La autora recuerda la Gran Redada que miles de gitanos sufrieron el 29 de julio de 1749. Y lo hace reclamando el amor y el cariño a la identidad gitana, “hacia una moral nuestra, hacia un sentimiento que gira en torno a nuestro pasado”. Y lo hace también por la memoria.
Aquel miércoles, 29 de julio, Juana, la viuda de Baltasar de Vargas, echaba el rato a la fresca. Sentada en su silla de enea delante de la puerta de su casa. Conversando con las otras gitanas del barrio gitano de Orihuela; sí, ese mismo barrio donde siglos después nacería un cabrero poeta que sembró los vientos del pueblo de libertad y que se llamó Miguel Hernández.

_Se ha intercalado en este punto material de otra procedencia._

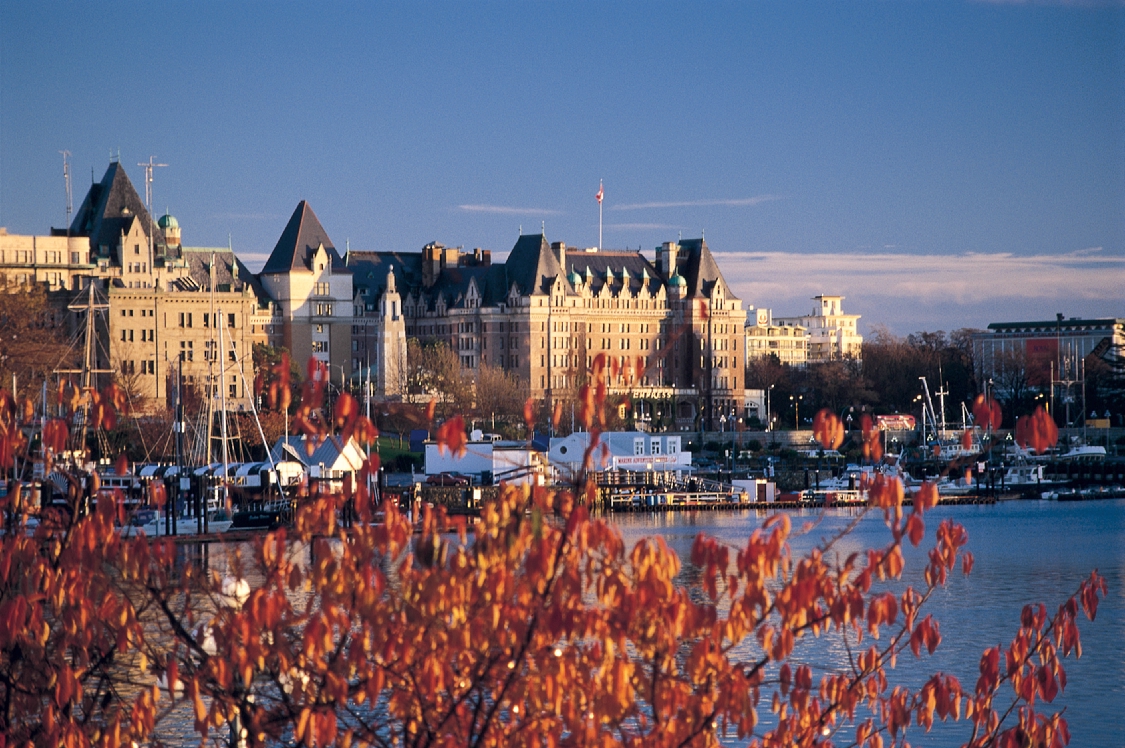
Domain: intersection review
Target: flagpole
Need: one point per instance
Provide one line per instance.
(601, 194)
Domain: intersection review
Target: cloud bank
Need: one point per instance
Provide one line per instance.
(509, 210)
(735, 203)
(933, 291)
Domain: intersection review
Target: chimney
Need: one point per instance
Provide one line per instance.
(666, 258)
(560, 253)
(431, 263)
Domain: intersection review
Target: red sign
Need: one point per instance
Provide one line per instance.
(897, 422)
(1042, 353)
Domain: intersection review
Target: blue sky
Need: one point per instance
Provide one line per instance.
(942, 164)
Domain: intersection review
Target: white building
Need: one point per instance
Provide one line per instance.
(627, 450)
(833, 334)
(512, 462)
(765, 338)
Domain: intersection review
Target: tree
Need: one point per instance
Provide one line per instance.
(434, 371)
(543, 630)
(33, 336)
(498, 394)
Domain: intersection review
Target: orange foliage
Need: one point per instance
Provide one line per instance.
(534, 625)
(828, 429)
(987, 413)
(1036, 431)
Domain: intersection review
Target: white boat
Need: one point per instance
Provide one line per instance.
(957, 486)
(1027, 477)
(1085, 453)
(218, 520)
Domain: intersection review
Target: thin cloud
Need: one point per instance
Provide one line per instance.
(735, 203)
(249, 216)
(642, 226)
(908, 278)
(932, 291)
(509, 210)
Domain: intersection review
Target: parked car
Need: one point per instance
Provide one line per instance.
(448, 479)
(142, 517)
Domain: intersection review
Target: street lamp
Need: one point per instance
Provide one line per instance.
(768, 420)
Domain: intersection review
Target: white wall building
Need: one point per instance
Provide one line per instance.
(833, 334)
(626, 450)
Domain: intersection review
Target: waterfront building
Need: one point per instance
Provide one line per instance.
(163, 302)
(833, 335)
(672, 329)
(312, 288)
(1044, 350)
(764, 338)
(619, 450)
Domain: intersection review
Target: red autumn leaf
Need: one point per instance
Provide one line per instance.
(926, 497)
(828, 429)
(1037, 431)
(529, 414)
(451, 436)
(987, 413)
(916, 529)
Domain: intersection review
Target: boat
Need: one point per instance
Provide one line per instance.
(1027, 478)
(1085, 453)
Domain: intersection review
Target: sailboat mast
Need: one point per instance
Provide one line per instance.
(222, 395)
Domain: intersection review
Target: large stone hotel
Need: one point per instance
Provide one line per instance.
(672, 324)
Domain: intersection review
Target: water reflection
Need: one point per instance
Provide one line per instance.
(1025, 551)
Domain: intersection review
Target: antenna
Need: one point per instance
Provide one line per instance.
(70, 201)
(149, 165)
(147, 204)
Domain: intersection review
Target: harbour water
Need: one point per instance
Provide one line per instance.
(1025, 552)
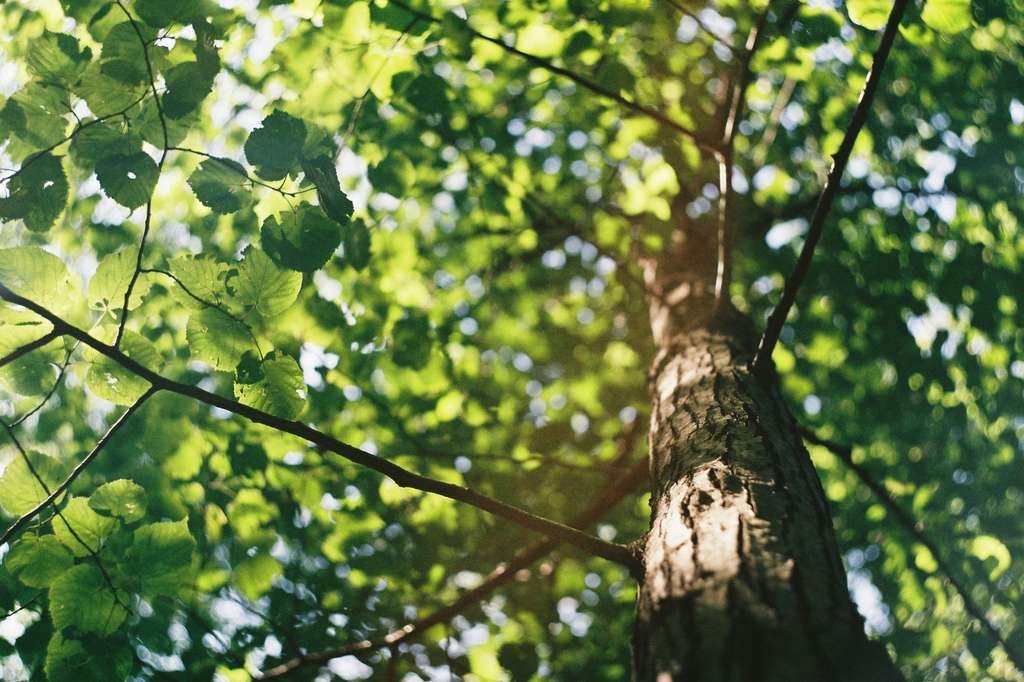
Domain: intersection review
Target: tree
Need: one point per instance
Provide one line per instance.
(326, 326)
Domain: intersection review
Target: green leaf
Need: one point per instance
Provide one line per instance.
(88, 529)
(187, 85)
(274, 147)
(147, 124)
(37, 195)
(159, 13)
(356, 243)
(541, 39)
(160, 558)
(275, 385)
(304, 240)
(73, 661)
(427, 93)
(121, 498)
(221, 184)
(110, 381)
(44, 279)
(56, 57)
(203, 276)
(947, 15)
(218, 339)
(322, 173)
(871, 14)
(393, 174)
(98, 140)
(38, 560)
(261, 286)
(412, 341)
(122, 57)
(107, 95)
(81, 599)
(110, 283)
(254, 576)
(128, 179)
(34, 120)
(989, 547)
(32, 374)
(19, 489)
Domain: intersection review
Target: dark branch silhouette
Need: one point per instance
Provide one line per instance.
(403, 477)
(840, 160)
(845, 455)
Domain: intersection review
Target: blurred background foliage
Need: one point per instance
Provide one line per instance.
(498, 334)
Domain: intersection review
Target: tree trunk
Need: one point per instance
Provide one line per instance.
(742, 576)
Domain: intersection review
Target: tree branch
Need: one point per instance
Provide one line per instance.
(724, 157)
(845, 454)
(576, 78)
(160, 167)
(777, 318)
(56, 511)
(29, 347)
(403, 477)
(502, 574)
(79, 468)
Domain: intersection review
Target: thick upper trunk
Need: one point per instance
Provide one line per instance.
(742, 573)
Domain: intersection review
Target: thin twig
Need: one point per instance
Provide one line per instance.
(78, 128)
(57, 512)
(502, 574)
(160, 167)
(81, 466)
(53, 388)
(29, 347)
(403, 477)
(778, 315)
(209, 304)
(734, 112)
(587, 83)
(845, 455)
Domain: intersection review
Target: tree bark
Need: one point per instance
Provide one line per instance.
(742, 577)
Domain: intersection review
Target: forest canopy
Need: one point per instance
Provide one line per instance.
(326, 326)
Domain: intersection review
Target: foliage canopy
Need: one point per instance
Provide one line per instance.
(417, 228)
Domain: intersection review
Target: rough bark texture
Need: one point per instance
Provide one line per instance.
(742, 573)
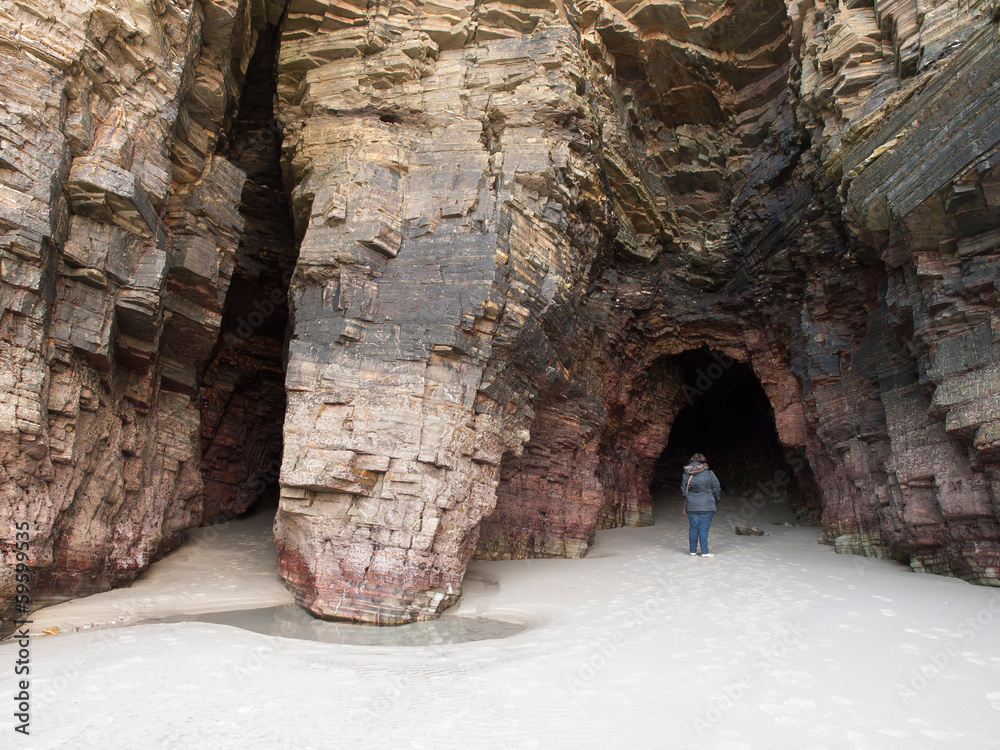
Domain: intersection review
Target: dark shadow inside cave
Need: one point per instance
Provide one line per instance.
(728, 418)
(243, 386)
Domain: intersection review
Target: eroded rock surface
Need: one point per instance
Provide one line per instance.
(511, 224)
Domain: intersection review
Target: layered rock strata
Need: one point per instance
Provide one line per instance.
(120, 226)
(519, 227)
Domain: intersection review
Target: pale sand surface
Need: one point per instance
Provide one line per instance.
(776, 643)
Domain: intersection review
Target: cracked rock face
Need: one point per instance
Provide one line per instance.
(506, 234)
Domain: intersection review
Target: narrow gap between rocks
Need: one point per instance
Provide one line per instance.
(243, 387)
(728, 418)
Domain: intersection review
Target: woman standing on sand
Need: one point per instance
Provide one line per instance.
(701, 492)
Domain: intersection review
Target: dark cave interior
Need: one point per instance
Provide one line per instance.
(242, 388)
(728, 418)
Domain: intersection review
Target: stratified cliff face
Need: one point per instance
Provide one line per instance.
(521, 239)
(122, 235)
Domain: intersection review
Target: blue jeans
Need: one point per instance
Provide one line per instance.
(700, 521)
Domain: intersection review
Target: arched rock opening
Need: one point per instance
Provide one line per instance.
(726, 415)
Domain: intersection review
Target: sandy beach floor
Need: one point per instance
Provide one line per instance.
(777, 642)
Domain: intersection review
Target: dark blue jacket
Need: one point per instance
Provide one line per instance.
(703, 492)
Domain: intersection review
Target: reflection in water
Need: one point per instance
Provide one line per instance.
(292, 621)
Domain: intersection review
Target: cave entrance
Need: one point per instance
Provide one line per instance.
(727, 417)
(243, 386)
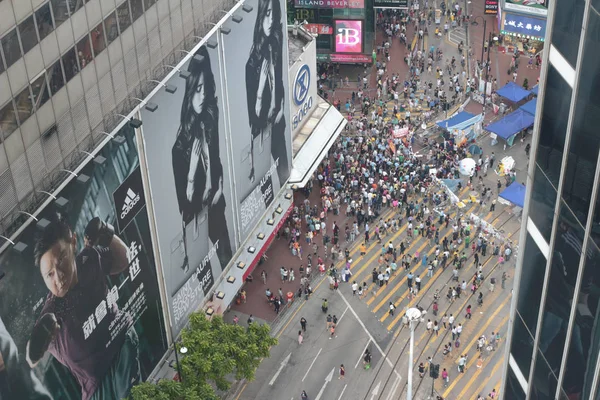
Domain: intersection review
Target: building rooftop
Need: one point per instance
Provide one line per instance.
(296, 43)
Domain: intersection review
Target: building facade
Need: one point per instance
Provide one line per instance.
(554, 331)
(67, 68)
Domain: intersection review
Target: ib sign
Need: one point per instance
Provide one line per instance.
(348, 36)
(301, 96)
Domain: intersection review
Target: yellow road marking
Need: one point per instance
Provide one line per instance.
(481, 332)
(483, 382)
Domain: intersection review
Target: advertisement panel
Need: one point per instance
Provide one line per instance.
(81, 316)
(516, 24)
(303, 87)
(318, 29)
(402, 4)
(186, 152)
(256, 65)
(491, 7)
(348, 36)
(534, 7)
(329, 3)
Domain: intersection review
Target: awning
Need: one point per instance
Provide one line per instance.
(456, 120)
(530, 106)
(513, 92)
(535, 89)
(512, 124)
(314, 141)
(515, 193)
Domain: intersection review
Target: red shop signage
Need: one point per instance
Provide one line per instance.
(319, 29)
(268, 242)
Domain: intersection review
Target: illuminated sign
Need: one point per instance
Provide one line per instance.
(348, 36)
(329, 3)
(491, 7)
(319, 29)
(523, 26)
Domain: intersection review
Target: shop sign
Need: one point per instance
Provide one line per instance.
(301, 95)
(402, 4)
(350, 58)
(319, 29)
(524, 26)
(491, 7)
(534, 7)
(329, 3)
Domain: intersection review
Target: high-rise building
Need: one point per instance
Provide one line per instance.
(67, 68)
(554, 332)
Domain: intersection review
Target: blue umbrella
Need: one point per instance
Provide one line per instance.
(474, 149)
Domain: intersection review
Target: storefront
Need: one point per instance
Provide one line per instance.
(523, 33)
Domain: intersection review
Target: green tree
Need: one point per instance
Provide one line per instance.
(215, 350)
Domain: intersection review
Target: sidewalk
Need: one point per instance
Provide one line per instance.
(279, 255)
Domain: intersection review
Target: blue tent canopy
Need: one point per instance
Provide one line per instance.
(515, 193)
(513, 92)
(512, 124)
(530, 106)
(458, 119)
(535, 89)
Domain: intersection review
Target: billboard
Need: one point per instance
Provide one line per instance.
(403, 4)
(186, 151)
(303, 87)
(491, 7)
(348, 36)
(521, 25)
(81, 316)
(329, 3)
(255, 61)
(533, 7)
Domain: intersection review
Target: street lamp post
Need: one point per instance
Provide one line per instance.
(183, 350)
(413, 315)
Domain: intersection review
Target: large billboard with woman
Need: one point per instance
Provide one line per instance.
(256, 65)
(80, 309)
(186, 151)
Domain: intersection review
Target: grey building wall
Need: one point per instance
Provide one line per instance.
(67, 67)
(554, 334)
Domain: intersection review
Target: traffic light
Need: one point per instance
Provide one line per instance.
(434, 371)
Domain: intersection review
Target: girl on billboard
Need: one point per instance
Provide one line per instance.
(264, 86)
(197, 165)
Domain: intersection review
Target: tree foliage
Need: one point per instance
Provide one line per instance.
(215, 350)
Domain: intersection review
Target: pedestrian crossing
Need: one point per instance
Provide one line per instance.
(396, 291)
(457, 35)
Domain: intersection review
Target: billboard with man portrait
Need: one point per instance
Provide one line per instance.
(185, 143)
(256, 65)
(80, 315)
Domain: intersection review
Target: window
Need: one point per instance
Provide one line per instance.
(124, 16)
(27, 33)
(10, 45)
(137, 9)
(8, 120)
(55, 77)
(74, 5)
(24, 105)
(148, 4)
(98, 41)
(39, 89)
(60, 11)
(84, 51)
(112, 30)
(43, 18)
(70, 64)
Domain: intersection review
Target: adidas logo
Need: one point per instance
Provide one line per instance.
(131, 200)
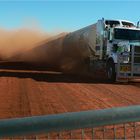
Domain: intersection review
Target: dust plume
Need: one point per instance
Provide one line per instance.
(13, 42)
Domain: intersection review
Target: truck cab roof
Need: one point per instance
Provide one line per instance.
(122, 23)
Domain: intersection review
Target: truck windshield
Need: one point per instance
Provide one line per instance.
(127, 34)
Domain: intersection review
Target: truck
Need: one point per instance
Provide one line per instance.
(111, 46)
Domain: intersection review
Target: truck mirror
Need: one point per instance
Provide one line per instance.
(105, 34)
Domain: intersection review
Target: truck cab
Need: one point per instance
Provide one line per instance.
(119, 42)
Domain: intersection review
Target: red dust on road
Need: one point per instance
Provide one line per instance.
(29, 93)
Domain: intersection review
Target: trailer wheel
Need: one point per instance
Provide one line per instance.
(110, 70)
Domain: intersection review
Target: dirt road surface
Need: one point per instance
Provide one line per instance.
(28, 93)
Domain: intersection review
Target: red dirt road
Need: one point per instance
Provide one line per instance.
(29, 93)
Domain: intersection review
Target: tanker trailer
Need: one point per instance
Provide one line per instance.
(112, 46)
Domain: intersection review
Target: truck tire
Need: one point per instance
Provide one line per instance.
(110, 71)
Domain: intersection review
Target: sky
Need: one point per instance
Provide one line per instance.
(65, 15)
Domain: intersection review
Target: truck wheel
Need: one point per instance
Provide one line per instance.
(111, 75)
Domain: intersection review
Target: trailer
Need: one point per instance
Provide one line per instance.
(109, 45)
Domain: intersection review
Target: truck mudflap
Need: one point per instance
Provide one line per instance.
(128, 66)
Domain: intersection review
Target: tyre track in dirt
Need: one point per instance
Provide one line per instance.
(36, 94)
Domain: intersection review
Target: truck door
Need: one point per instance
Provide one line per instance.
(99, 37)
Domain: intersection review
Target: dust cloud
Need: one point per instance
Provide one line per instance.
(14, 42)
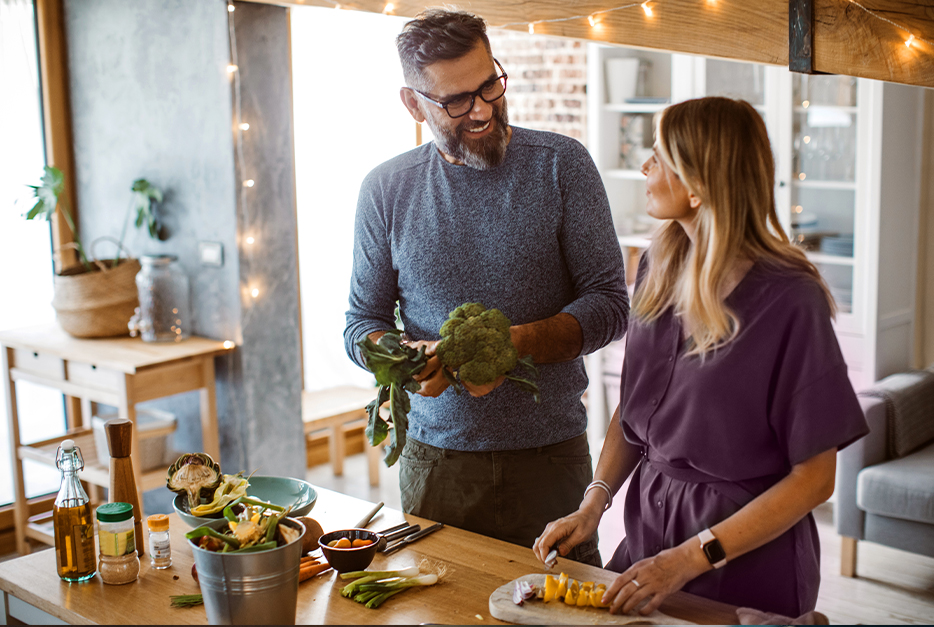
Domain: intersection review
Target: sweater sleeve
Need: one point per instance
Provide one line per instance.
(373, 281)
(592, 252)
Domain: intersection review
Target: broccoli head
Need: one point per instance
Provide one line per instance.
(476, 344)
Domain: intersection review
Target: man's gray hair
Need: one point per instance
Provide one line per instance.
(437, 35)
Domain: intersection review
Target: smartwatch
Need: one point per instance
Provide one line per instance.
(712, 548)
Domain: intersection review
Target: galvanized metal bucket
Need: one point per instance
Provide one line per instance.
(250, 588)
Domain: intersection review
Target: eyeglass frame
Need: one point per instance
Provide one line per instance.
(473, 95)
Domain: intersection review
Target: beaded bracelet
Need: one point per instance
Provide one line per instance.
(603, 485)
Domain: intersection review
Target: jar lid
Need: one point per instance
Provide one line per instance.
(114, 512)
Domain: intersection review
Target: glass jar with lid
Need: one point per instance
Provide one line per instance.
(117, 540)
(164, 313)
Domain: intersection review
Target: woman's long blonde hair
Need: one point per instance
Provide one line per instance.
(720, 150)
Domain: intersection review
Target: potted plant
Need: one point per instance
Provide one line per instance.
(95, 298)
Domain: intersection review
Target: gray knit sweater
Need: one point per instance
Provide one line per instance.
(532, 237)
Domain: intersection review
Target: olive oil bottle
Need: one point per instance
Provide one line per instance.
(74, 527)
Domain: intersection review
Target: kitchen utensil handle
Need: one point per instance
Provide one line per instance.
(366, 519)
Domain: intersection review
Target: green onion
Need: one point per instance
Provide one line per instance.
(411, 571)
(186, 600)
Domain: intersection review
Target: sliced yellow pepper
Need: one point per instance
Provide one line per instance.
(596, 596)
(551, 587)
(562, 586)
(583, 599)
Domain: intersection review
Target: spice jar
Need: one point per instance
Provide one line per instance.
(164, 313)
(119, 562)
(160, 549)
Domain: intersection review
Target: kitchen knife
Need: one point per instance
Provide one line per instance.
(412, 538)
(366, 519)
(395, 534)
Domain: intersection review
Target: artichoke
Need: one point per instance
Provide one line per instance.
(194, 474)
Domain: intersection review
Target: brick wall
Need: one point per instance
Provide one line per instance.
(547, 88)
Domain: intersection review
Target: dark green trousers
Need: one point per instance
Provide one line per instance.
(508, 495)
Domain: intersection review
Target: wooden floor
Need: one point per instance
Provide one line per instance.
(893, 587)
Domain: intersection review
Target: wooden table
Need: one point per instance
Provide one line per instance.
(119, 372)
(477, 565)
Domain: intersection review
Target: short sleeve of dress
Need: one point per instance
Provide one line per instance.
(814, 407)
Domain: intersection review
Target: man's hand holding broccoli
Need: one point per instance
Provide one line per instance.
(475, 353)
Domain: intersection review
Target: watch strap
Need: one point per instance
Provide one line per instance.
(712, 548)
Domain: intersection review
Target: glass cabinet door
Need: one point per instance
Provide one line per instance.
(823, 199)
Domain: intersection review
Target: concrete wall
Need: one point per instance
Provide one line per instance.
(151, 97)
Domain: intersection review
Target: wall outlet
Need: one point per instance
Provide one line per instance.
(211, 253)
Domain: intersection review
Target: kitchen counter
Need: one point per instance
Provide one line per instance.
(476, 566)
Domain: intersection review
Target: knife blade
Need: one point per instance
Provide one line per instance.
(412, 538)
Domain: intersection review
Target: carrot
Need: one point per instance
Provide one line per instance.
(307, 572)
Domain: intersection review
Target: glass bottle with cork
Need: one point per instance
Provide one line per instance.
(71, 519)
(117, 539)
(160, 550)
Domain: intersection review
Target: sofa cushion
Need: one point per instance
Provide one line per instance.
(901, 488)
(909, 401)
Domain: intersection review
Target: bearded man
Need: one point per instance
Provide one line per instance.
(511, 218)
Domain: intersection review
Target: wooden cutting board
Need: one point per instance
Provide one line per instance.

Trenzaban pitas de esparto mientras charlaban. Juana de Vargas de vez en cuando levantaba la mirada para ver dónde paraba Lucía, que jugaba con las otras niñas, primas y vecinas, a quienes conocía de toda la vida. Juana de Vargas, abuela de Lucía, se conservaba estupendamente. Tenía la avanzada edad de 64 años -para ser gitana y mujer de 1749, había vivido muchos años- y todavía le quedaban fuerzas para jugar con su nieta, trabajar, cuidar de sus hijas y mucho más.